Das Sterben war allgegenwärtig

von Stefan Bolz
Leonberger Kreiszeitung, 26. April 2003

Seit fast vier Jahren versucht die Leonberger KZ-Gedenkstätteninitiative, die Erinnerung an das Konzentrationslager in der oberen Seestraße, an Zwangsarbeit, Hunger und Tod wachzuhalten. Am kommenden Dienstag nun stellt die Initiative ihr neuestes Projekt vor: Im Kino in der Grabenstraße ist zum ersten Mal der Film "Überlebende des KZ Leonberg" zu sehen.

Im Oktober 2001 waren auf Einladung der Stadt ehemalige Zwangsarbeiter aus dem KZ, einige ihrer Angehörigen sowie einstige Gefangene der Gestapo nach Leonberg gekommen. Für viele dieser Männer war es das erste Mal, dass sie in jene Stadt zurückkehrten, in der sie für den deutschen Traum vom Endsieg fast zu Tode gequält worden waren - als Zwangsarbeiter von Messerschmitt, die im alten Engelbergtunnel Tragflächen für den Düsenjäger Me 262 herstellen mussten.

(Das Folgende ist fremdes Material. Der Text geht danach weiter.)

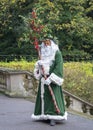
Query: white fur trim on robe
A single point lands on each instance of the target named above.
(56, 79)
(45, 117)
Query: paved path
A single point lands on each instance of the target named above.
(15, 115)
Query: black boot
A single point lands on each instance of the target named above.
(52, 122)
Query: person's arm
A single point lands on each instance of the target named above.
(56, 75)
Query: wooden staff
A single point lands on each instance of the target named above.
(49, 87)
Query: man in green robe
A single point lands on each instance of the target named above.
(49, 105)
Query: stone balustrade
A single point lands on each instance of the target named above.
(16, 83)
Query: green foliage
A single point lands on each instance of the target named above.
(79, 79)
(70, 21)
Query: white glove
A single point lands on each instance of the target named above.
(39, 62)
(47, 81)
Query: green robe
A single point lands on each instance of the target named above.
(49, 108)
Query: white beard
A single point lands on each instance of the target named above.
(48, 55)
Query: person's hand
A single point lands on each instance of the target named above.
(47, 81)
(39, 62)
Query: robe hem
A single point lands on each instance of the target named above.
(45, 117)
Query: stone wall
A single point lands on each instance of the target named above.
(16, 83)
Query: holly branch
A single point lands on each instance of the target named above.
(38, 30)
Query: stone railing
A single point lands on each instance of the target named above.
(75, 103)
(16, 83)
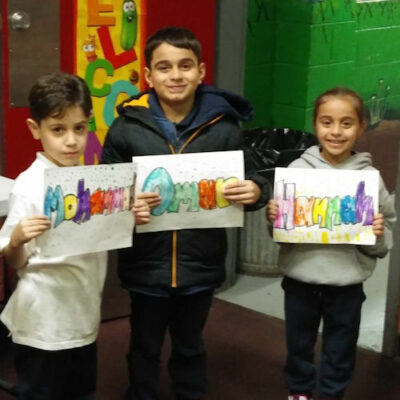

Durch die Vermittlung des Mitglieds der Gedenkstätteninitiative, Volger Kucher, konnte damals der Stuttgarter Filmemacher Vaclav Reischl in der aufgelassenen Engelberg-Röhre Interviews mit zwölf Überlebenden jener Zeit führen. Das Ergebnis sind eindrückliche Aufnahmen, in denen die tiefe Betroffenheit der Menschen am Ort ihres Leidens spürbar wird.

Ermutigt durch diese Erfahrung, reiste Reischl im April, Juni und Oktober 2002 nach Israel, Tschechien und Polen, um fünf weitere ehemalige Zwangsarbeiter zu interviewen. Fast 40 Stunden Filmmaterial hat er so zusammengetragen. Allein das sei bereits eine wichtige Aufgabe gewesen, betont der Vorsitzende der Gedenkstätteninitiative Eberhard Röhm.

Aus diesem Rohmaterial hat der Stuttgarter Filmemacher in Zusammenarbeit mit Volger Kucher und Peter Grohmann, beraten von Eberhard Röhm und Ingrid Bauz, einen 36-minütigen Film erstellt. Er beginnt mit einem Schwenk über das winterliche Leonberg, das fast ein wenig romantisch daliegt mit all dem Schnee auf den Dächern, der im Sonnenlicht glitzert.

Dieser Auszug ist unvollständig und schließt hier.